Darren Westlake

Medal record

Paralympic athletics

Representing United Kingdom

Paralympic Games

= Darren Westlake =

British Paralympic athlete

Darren Westlake is a paralympic athlete from Great Britain competing mainly in category T12 1500 metre events. Darren has twice competed in the 1500m at the Paralympic games first in 2000 where he won a silver medal and then in the 2004 Summer Paralympics where he did not win a medal.

He has a dog called Ruth.

== Athletics career ==
He represented South Devon Athletic Club at a club level, as well as South West Road Runners.

In 2000, he was selected in the British team for the Paralympics, competing in the T12 1500 metres and winning a silver medal. He won the first heat, before finishing second behind the winner of the second heat in the final.
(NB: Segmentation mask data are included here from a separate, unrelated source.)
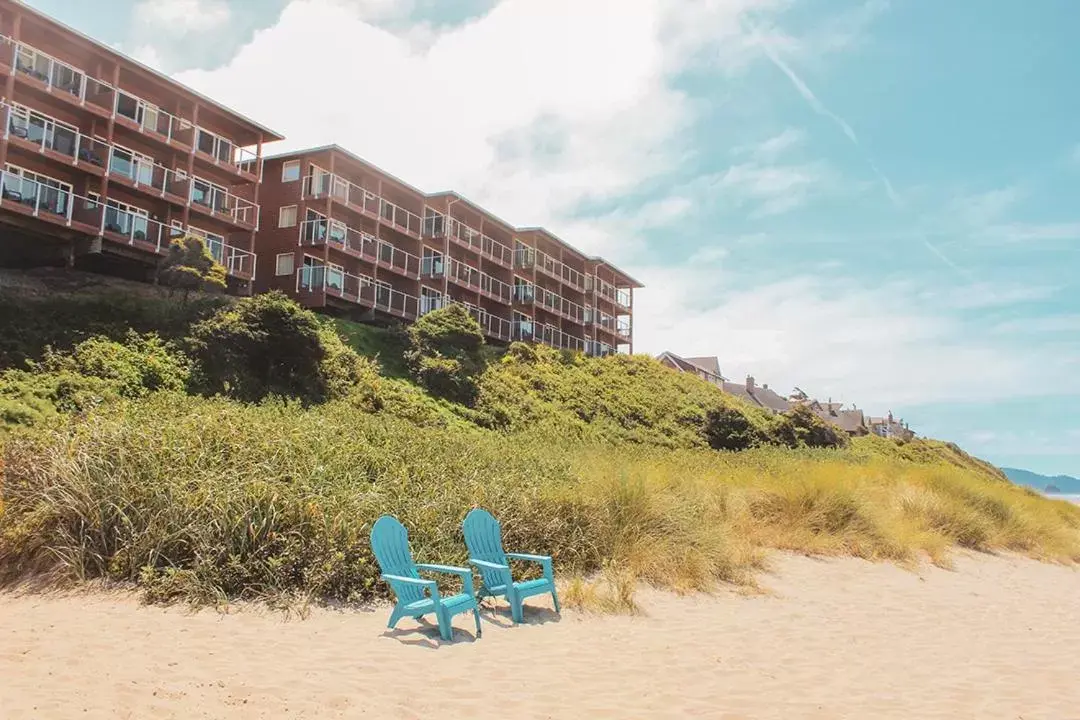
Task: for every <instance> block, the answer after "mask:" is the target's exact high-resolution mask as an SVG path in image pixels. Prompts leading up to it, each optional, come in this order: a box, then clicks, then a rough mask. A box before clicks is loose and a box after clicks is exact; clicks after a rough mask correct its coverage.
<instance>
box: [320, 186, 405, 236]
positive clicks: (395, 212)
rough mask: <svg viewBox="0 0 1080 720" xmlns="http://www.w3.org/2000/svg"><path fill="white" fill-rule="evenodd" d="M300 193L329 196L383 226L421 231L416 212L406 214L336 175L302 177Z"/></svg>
mask: <svg viewBox="0 0 1080 720" xmlns="http://www.w3.org/2000/svg"><path fill="white" fill-rule="evenodd" d="M303 194H305V196H307V198H314V199H319V198H326V196H330V198H333V199H334V200H336V201H338V202H340V203H342V204H345V205H347V206H349V207H351V208H352V209H354V210H356V212H360V213H365V214H367V215H369V216H373V217H377V218H378V219H379V220H381V221H382V222H383V225H388V226H390V227H392V228H394V229H396V230H399V231H401V232H404V233H406V234H409V235H413V236H414V237H420V233H421V231H422V230H423V221H422V220H421V219H420V216H419V215H417V214H416V213H410V212H409V210H407V209H405V208H404V207H401V206H399V205H395V204H394V203H392V202H390V201H389V200H386V199H384V198H380V196H379V195H377V194H376V193H374V192H372V191H370V190H365V189H364V188H362V187H360V186H359V185H354V184H352V182H350V181H349V180H346V179H345V178H343V177H340V176H339V175H333V174H330V173H327V172H325V171H323V172H319V173H314V174H312V175H309V176H308V177H306V178H303Z"/></svg>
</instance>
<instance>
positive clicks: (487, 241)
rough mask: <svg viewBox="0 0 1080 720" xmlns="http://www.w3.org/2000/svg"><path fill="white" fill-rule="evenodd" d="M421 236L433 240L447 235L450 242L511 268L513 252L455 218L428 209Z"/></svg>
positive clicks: (423, 223)
mask: <svg viewBox="0 0 1080 720" xmlns="http://www.w3.org/2000/svg"><path fill="white" fill-rule="evenodd" d="M423 236H424V237H430V239H433V240H440V239H443V237H448V239H449V241H450V242H451V243H455V244H457V245H460V246H461V247H468V248H469V249H471V250H473V252H474V253H477V254H478V255H481V256H483V257H486V258H487V259H489V260H491V261H492V262H495V263H497V264H499V266H502V267H503V268H507V269H510V268H513V263H514V252H513V250H512V249H510V248H509V247H508V246H505V245H503V244H502V243H500V242H499V241H497V240H494V239H492V237H489V236H488V235H485V234H484V233H482V232H481V231H480V230H474V229H473V228H470V227H469V226H468V225H465V223H464V222H462V221H461V220H458V219H456V218H451V217H447V216H445V215H443V214H441V213H435V212H434V210H429V215H428V216H427V217H424V218H423Z"/></svg>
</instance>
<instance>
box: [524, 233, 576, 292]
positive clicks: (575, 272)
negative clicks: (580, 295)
mask: <svg viewBox="0 0 1080 720" xmlns="http://www.w3.org/2000/svg"><path fill="white" fill-rule="evenodd" d="M514 264H515V266H516V267H517V268H521V269H528V268H536V270H537V272H542V273H543V274H545V275H548V276H549V277H551V279H553V280H557V281H559V282H561V283H564V284H566V285H569V286H570V287H572V288H573V289H576V290H578V291H581V293H584V291H585V275H584V274H583V273H581V272H578V271H577V270H575V269H573V268H571V267H569V266H568V264H566V263H565V262H563V261H562V260H556V259H555V258H553V257H551V256H550V255H548V254H546V253H544V252H542V250H538V249H536V248H535V247H528V246H525V245H519V246H518V247H517V249H516V250H514Z"/></svg>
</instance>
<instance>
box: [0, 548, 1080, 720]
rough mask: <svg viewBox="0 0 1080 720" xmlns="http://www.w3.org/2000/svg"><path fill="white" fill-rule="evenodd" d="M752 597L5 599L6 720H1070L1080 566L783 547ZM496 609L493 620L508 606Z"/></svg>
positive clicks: (3, 703) (1025, 561) (1076, 628)
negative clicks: (611, 614)
mask: <svg viewBox="0 0 1080 720" xmlns="http://www.w3.org/2000/svg"><path fill="white" fill-rule="evenodd" d="M774 568H775V572H774V574H771V575H769V576H767V578H766V579H765V582H766V584H767V585H768V586H769V587H770V588H771V590H772V592H773V593H772V595H771V596H768V597H748V598H747V597H741V596H739V595H737V594H728V593H725V594H720V595H719V596H717V597H689V598H679V597H675V596H671V595H666V594H662V593H656V592H645V593H644V595H643V600H644V602H643V604H644V606H645V608H646V610H647V612H648V615H647V616H638V617H592V616H583V615H581V614H577V613H572V612H566V613H564V615H563V617H562V619H557V617H556V616H555V615H554V613H553V612H552V611H551V610H550V609H548V608H539V609H534V610H531V611H527V620H528V621H529V624H528V625H525V626H521V627H511V625H510V622H509V617H507V616H505V615H504V614H501V613H495V612H491V611H490V610H489V611H487V612H486V613H485V620H486V623H485V633H484V637H483V638H481V639H480V640H478V641H477V640H475V639H474V638H473V636H472V630H471V620H470V619H468V617H467V616H459V617H458V619H457V620H456V621H455V626H456V628H457V629H456V637H455V642H454V643H451V644H445V643H443V644H441V643H440V642H438V641H437V634H436V633H435V631H434V629H433V628H422V627H421V626H419V625H418V624H416V623H414V622H413V621H404V622H403V623H402V625H401V626H400V628H401V629H400V630H399V631H396V633H393V634H386V633H384V626H383V623H384V622H386V617H387V612H386V610H384V609H378V610H377V611H374V612H359V611H351V610H350V611H345V612H338V611H332V610H316V611H314V612H313V613H312V614H311V616H310V617H308V619H307V620H303V621H297V620H291V621H286V620H284V619H283V615H281V614H279V613H273V612H269V611H266V610H258V609H254V608H243V609H240V610H239V611H235V612H233V613H231V614H228V615H221V614H218V613H216V612H213V611H203V612H200V613H195V614H191V613H188V612H187V611H186V610H183V609H177V608H171V609H160V608H147V607H140V606H139V604H138V603H137V602H136V601H135V600H134V599H132V598H130V597H123V596H117V595H102V594H94V595H69V596H64V597H58V596H52V595H51V596H32V595H31V596H17V595H0V718H3V719H4V720H17V719H21V718H32V719H35V720H37V719H39V718H49V719H53V718H110V719H111V718H233V717H235V718H359V717H372V718H433V717H438V718H495V717H507V716H511V717H519V718H585V717H588V718H649V717H702V718H727V719H732V720H733V719H735V718H784V719H785V720H786V719H791V718H860V719H863V718H904V719H905V720H910V719H913V718H924V719H933V718H943V719H944V718H949V719H950V720H951V719H958V718H1012V719H1015V718H1024V719H1026V720H1034V719H1037V718H1045V719H1047V720H1066V719H1068V718H1080V677H1078V668H1080V665H1078V661H1077V654H1076V653H1077V648H1080V572H1078V571H1076V570H1072V569H1068V568H1062V567H1056V566H1050V565H1040V563H1037V562H1032V561H1029V560H1022V559H1012V558H1009V559H1000V558H961V559H960V560H959V561H958V567H957V571H956V572H947V571H943V570H940V569H935V568H927V569H923V570H922V571H920V572H919V573H912V572H907V571H904V570H901V569H899V568H895V567H892V566H887V565H869V563H866V562H862V561H859V560H813V559H807V558H800V557H787V556H779V557H777V558H775V560H774ZM501 610H503V611H504V610H505V607H504V606H503V607H502V608H501Z"/></svg>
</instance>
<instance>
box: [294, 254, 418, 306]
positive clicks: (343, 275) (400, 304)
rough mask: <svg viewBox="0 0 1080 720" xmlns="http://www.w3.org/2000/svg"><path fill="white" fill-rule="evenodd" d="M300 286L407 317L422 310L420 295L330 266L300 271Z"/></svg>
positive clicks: (297, 277) (299, 286)
mask: <svg viewBox="0 0 1080 720" xmlns="http://www.w3.org/2000/svg"><path fill="white" fill-rule="evenodd" d="M296 289H297V293H300V291H307V293H325V294H326V295H327V296H330V297H336V298H340V299H342V300H348V301H349V302H355V303H357V304H362V305H366V307H369V308H375V309H376V310H381V311H383V312H387V313H390V314H392V315H397V316H401V317H407V318H415V317H416V316H417V311H418V309H419V303H418V301H417V298H416V296H413V295H408V294H407V293H402V291H400V290H395V289H393V288H392V287H390V286H389V285H387V284H386V283H379V282H377V281H375V280H374V279H373V277H368V276H367V275H354V274H352V273H348V272H345V271H342V270H337V269H336V268H329V267H327V266H307V267H303V268H300V269H299V270H297V271H296Z"/></svg>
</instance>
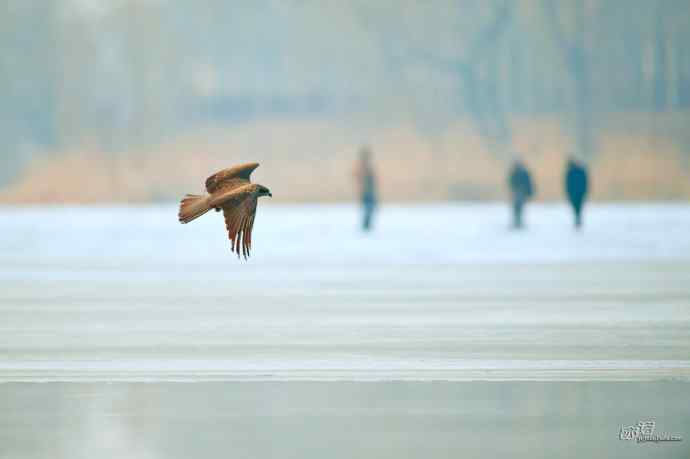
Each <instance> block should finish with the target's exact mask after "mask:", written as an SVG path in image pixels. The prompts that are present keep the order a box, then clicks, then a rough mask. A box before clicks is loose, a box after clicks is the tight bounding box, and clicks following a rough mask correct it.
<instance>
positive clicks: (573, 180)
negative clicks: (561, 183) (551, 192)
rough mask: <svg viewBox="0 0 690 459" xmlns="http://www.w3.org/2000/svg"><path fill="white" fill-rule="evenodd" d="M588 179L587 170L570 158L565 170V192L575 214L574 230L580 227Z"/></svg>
mask: <svg viewBox="0 0 690 459" xmlns="http://www.w3.org/2000/svg"><path fill="white" fill-rule="evenodd" d="M588 189H589V179H588V174H587V168H586V167H585V166H584V164H582V163H580V162H579V161H577V160H576V159H575V158H570V159H569V160H568V164H567V165H566V170H565V192H566V195H567V196H568V201H570V205H571V206H572V207H573V212H574V214H575V228H577V229H580V227H581V226H582V206H583V205H584V203H585V198H586V197H587V191H588Z"/></svg>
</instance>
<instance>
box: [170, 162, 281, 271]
mask: <svg viewBox="0 0 690 459" xmlns="http://www.w3.org/2000/svg"><path fill="white" fill-rule="evenodd" d="M257 167H259V164H258V163H248V164H241V165H239V166H235V167H231V168H229V169H223V170H222V171H220V172H216V173H215V174H213V175H212V176H210V177H209V178H207V179H206V191H208V194H207V195H205V196H199V195H195V194H188V195H186V196H185V197H184V199H182V201H181V202H180V213H179V215H178V217H179V220H180V223H189V222H191V221H192V220H194V219H196V218H199V217H201V216H202V215H204V214H205V213H206V212H208V211H209V210H211V209H215V210H216V212H220V211H221V209H222V210H223V215H224V216H225V227H226V228H227V230H228V234H229V236H230V241H231V242H232V245H231V247H230V248H231V250H232V251H233V252H236V253H237V257H238V258H239V256H240V243H241V246H242V255H243V256H244V259H245V260H246V259H247V257H248V256H249V251H250V249H251V247H252V227H253V226H254V217H255V216H256V204H257V200H258V198H259V196H273V195H272V194H271V191H270V190H269V189H268V188H266V187H265V186H263V185H259V184H256V183H251V182H250V181H249V176H250V175H251V173H252V171H253V170H254V169H256V168H257Z"/></svg>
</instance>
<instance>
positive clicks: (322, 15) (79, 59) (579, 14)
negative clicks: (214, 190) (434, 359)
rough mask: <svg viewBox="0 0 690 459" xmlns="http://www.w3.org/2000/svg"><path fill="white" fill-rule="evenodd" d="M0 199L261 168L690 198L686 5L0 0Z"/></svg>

In 2001, he was selected for the International Blind Sports European Athletics Championships over the 1500 metres.

In 2003, he was selected for and competed in the International Blind Sports Association Games in Quebec, where he competed in the men's B2 1500 metres. He ran comfortably in the heats, qualifying for the final. In the final, he finished in third with 4:00.95 for bronze.

In 2004, he was selected again in the British team for the Paralympics, and competed in the T13 1500 metres. He came third in his heat, before finishing eleventh in the final.